Clone this repository into your CKAN extensions directory, e.g.
cd /app/src
git clone ...
Install the extension:
cd /app/src/ckanext-harvest-tools
python setup.py develop
Enable the extension by adding harvest_tools
to ckan.plugins
in your CKAN .ini
file:
ckan.plugins = ... harvest_tools ... harvest
Note: this extension needs to appear before the ckanext-harvest
extensions as this extension extends some default harvest templates.
Set the email recipient of the alert email notifications (if not set, email_to
is used):
ckanext.harvest_tools.email_to = you@email.com
Set the database connections details as required (defaults shown below if not set):
ckanext.harvest_tools.db_host = postgres
ckanext.harvest_tools.db_port = 5432
ckanext.harvest_tools.db_name = ckan
ckanext.harvest_tools.db_user = ckan
ckanext.harvest_tools.db_pass = ckan
Visit https://yourdomain/harvest/table_report
URL to view details about the harvest related database tables.
Adds an Abort job
button to any long running harvest job detail page.
NOTE: the following API endpoints are all restricted to sysadmin
users.
https://yourdomain/api/action/harvest_object_report
Returns details of the harvest_object
database table for analysis.
https://yourdomain/api/action/long_running_harvest_jobs
Returns details of long running harvest jobs (those running longer than 2 hours).
Cleans the harvest_object
by deleting any rows that are not "current".

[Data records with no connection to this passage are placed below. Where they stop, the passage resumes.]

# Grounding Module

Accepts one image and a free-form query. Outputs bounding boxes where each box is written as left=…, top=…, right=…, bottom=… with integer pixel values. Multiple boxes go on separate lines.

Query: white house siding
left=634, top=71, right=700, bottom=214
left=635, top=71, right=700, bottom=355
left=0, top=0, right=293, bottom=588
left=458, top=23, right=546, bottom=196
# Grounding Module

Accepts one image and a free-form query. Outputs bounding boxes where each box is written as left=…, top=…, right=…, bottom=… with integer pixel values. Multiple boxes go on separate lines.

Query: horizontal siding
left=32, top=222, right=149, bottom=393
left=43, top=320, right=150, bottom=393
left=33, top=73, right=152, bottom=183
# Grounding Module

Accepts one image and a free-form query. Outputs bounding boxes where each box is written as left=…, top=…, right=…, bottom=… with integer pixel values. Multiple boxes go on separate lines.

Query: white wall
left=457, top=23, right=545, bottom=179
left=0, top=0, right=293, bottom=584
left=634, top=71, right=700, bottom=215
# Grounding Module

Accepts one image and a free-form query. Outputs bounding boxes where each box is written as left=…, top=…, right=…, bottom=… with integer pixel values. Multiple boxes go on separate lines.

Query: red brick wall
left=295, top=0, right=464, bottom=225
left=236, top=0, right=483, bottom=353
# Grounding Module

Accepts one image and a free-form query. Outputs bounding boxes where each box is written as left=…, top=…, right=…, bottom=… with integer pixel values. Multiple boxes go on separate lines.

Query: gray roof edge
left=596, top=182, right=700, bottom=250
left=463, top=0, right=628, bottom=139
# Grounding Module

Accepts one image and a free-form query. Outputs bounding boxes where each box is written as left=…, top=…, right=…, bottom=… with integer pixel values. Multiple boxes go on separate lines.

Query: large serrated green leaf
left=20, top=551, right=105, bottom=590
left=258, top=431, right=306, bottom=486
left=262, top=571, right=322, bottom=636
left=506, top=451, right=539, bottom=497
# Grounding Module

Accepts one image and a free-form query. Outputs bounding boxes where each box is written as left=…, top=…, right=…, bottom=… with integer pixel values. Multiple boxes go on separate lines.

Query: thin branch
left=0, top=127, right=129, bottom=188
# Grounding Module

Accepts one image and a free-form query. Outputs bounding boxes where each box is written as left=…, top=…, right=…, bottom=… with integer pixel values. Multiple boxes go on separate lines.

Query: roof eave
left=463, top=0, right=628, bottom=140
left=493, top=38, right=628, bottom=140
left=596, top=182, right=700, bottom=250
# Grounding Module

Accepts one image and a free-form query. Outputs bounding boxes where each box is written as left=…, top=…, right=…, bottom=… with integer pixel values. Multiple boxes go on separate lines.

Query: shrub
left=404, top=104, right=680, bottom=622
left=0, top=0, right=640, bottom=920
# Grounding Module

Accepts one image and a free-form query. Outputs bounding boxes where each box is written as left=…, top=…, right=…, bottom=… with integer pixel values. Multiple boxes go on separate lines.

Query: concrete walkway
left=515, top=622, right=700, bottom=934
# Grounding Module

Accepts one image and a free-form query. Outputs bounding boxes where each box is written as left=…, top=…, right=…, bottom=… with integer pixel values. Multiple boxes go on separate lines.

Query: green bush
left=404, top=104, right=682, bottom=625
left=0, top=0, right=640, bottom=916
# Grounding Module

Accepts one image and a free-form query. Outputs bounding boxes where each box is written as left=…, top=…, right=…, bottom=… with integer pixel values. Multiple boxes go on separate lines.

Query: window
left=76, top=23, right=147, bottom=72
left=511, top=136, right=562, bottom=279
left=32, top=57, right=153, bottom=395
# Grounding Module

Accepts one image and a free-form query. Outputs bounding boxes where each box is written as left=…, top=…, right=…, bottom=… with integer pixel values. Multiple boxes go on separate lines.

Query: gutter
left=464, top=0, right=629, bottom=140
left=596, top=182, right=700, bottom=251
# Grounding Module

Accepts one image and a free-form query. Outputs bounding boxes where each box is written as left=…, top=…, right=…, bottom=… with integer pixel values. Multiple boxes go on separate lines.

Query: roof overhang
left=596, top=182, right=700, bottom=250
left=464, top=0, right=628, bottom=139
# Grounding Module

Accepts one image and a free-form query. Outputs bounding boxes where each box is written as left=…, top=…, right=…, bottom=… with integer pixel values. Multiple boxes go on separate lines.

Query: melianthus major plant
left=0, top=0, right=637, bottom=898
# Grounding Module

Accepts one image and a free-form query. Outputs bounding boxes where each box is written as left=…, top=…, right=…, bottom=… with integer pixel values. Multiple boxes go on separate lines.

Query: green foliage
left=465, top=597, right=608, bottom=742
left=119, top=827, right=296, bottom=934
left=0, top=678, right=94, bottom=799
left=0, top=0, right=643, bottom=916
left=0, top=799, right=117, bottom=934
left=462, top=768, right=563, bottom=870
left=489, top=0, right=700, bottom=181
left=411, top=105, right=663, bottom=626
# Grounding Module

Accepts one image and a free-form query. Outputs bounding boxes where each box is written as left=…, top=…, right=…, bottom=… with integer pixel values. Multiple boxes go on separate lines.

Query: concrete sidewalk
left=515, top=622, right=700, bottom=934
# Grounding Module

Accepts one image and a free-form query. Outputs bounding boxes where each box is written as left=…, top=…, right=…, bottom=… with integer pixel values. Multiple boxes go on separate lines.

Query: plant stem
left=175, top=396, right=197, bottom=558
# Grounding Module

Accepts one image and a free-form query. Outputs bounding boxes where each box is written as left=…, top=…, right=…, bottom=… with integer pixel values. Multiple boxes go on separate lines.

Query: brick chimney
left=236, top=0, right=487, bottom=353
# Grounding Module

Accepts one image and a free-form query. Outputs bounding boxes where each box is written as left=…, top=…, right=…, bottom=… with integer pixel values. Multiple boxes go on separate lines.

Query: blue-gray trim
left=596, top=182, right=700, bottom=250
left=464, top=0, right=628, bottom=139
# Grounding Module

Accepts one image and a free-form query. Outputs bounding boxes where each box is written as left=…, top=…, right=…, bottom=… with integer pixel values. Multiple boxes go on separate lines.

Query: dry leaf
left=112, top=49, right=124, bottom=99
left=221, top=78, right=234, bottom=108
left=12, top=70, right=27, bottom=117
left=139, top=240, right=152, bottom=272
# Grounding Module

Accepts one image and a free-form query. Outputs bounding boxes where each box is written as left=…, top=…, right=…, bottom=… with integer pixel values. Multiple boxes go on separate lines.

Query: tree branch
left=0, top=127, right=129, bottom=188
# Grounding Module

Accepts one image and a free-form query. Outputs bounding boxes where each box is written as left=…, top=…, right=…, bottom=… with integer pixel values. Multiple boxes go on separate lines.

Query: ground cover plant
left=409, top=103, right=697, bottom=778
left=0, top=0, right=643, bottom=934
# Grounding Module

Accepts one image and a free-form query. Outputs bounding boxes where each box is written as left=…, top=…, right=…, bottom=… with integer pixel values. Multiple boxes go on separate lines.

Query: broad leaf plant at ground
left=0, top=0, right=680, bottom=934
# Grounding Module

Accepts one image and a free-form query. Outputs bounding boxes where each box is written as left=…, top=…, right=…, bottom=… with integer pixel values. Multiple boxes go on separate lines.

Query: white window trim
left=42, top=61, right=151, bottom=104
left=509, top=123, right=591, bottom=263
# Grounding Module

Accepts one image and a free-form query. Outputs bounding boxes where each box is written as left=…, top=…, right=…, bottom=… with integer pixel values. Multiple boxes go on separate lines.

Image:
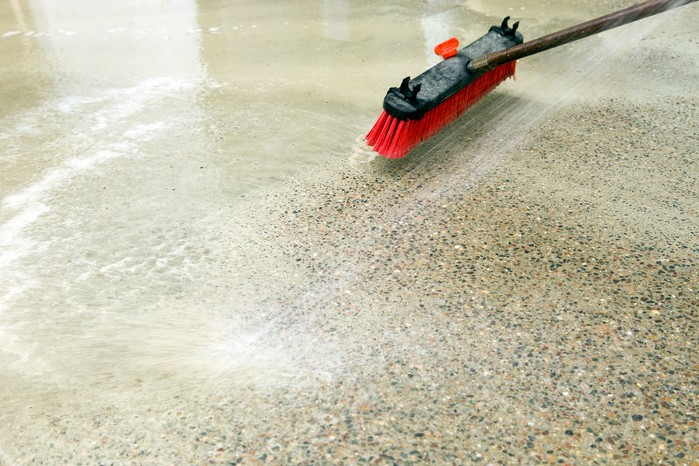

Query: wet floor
left=0, top=0, right=699, bottom=465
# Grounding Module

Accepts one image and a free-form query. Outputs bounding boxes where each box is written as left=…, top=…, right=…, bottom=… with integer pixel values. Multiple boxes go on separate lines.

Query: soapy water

https://yourdomain/api/action/clean_harvest_object_table
WARNING: only call this if you are absolutely sure you want to take this action!
Performs the following:
DELETE FROM harvest_object_error WHERE harvest_object_id IN (SELECT id FROM harvest_object WHERE current != 't');
DELETE FROM harvest_object WHERE current != 't';
VACUUM(FULL, ANALYZE) harvest_object;
REINDEX TABLE harvest_object;
This extension introduces the following paster
commands:
ckan harvest-tools check-harvest-object -c /app/ckan/default/ckan.ini
Queries the CKAN database for information about the harvest_object
table and assesses if it is getting too big.
If the harvest_object
table size is over a certain threshold (defined in the harvest_object_report
action) an email alert will be sent.
ckan harvest-tools clean-harvest-objects -c /app/ckan/default/ckan.ini
Paster command to run the clean_harvest_object_table
action above.
ckan harvest-tools long-running -c /app/ckan/default/ckan.ini
Attempts to detect any long running harvest jobs and send an email alert.